Incoming WH official ‘very bullish’ on strengthening federal cyber workforce

Daniel Ragsdale is joining the White House to help put the new cyber workforce and education strategy into action.

The White House’s Office of the National Cyber Director is bringing in a retired Army officer and former Pentagon technology official to help put the Biden administration’s national cyber workforce and education strategy into action.

Daniel Ragsdale is joining the national cyber director’s office as deputy assistant director for workforce and education, according to an announcement this week from Two Six Technologies. Ragsdale has spent the past two years at Two Six Technologies, first as vice president for research and development, and most recently as vice president for DoD strategy.

In an interview, Ragsdale said that he doesn’t start the new White House position until Aug. 14 and stressed he was still speaking in his personal capacity.

Ragsdale is joining the White House as the national cyber director’s office implements a new workforce and education strategy, released last week, to help address a deficit of cyber talent across the nation.

“We have a true crisis, at least in my mind, in terms of unfilled cybersecurity roles, not just across the federal government, but frankly, all through the private sector,” he said. “We have a lot of work to do to address the challenges that we have to attract, to recruit, to hire, to retain, to retrain.”

And Ragsdale said he is “very bullish” about opportunities to strengthen the federal cyber workforce, one of the major “pillars” of the new strategy.

“In order to realize our goals of attracting the best and brightest, we’ve got to make sure that we’re communicating to the American people, whether they be young, middle career, or older, that there are extraordinary opportunities in the public sector,” he said.

Ragsdale described his career as one steeped in cybersecurity research and education.

After serving for 30 years in the Army, he retired and became a civilian program manager at the Defense Advanced Research Projects Agency, where he oversaw cybersecurity and education projects. He then became the founding director of the Texas A&M Cybersecurity Center, helping to build out the university’s cybersecurity program.

“We substantially enhanced the curriculum, we created opportunities for students and frankly, faculty to learn as much as they could about the topics and lit a lot of fires,” he said. “There’s a quote that I use often that, ‘Education ain’t about filling buckets. It’s about lighting fires.’”

Ragsdale later served in the Defense Department again as principal director for cyber in the Pentagon’s research and engineering directorate before joining Two Six Technologies, where he said he learned that “the bottom line is not incompatible with a mission focus.”

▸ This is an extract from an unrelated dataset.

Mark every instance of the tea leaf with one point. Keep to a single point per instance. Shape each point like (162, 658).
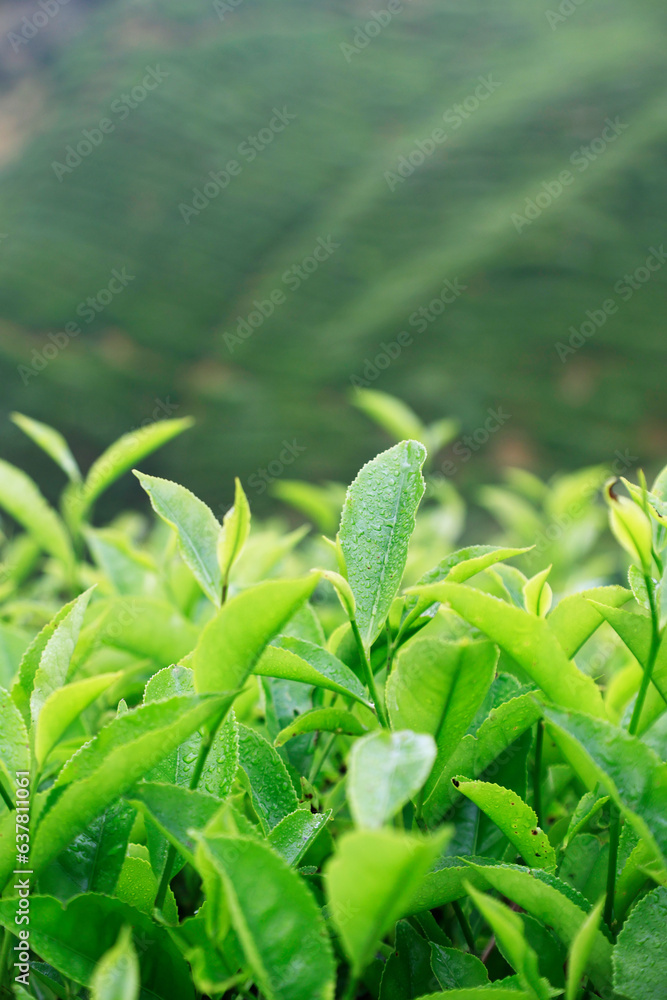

Earlier this year, Ragsdale said he heard from former National Cyber Director Chris Inglis, who encouraged him to pursue an opportunity at ONCD.

“His skills, experience, and leadership abilities will be an invaluable resource for the ONCD mission, in particular for the Technology and Ecosystem Line of Effort,” Inglis said in a statement provided by Two Six Technologies.

The White House’s new workforce and education strategy specifically prioritizes reducing barriers to the cybersecurity field through apprenticeships, paid internships and the use of skills-based assessments, rather than relying purely on degrees, certificates and experience.

Ragsdale emphasized the need to start “engaging young people early in their academic lives” to both emphasize the importance of cyber safety, but also potentially inspire them to pursue a cybersecurity role in the future.

“We have to effectively communicate to inspire a larger group of people to pursue government service, and make it clear to them that not only will they have an impact, but they’ll be supported, they’ll be resourced,” Ragsdale said.

During his time at Texas A&M and elsewhere, Ragsdale said a major priority was creating “cybersecurity competitions” where students and other competitors could “better understand some of the technology that’s in play.”

He said the “most impactful activities” he’s seen are those that introduce cyber training beyond a classroom setting through competitions and other opportunities.

“One of the most essential aspects of learning how to operate in this space is to be able to not do this with white cards or as thought experiments, but actually interact with the technologies,” he said.

Ragsdale specifically highlighted the focus on expanding paid internships to help introduce more people to the cybersecurity field. The Biden administration wants to expand the use of paid internships across the federal government, whether they’re related to cybersecurity or not.

“If we think and we do believe that internships are central to attracting, recruiting, retaining, then of course, we have to make them paid internships, and we have to be focused on them,” Ragsdale said.

And he also emphasized the importance of the White House’s objective to attract and hire a diverse federal workforce that expands opportunities for underrepresented groups and underserved communities.

“We will not get there unless we get more people to the table,” Ragsdale said.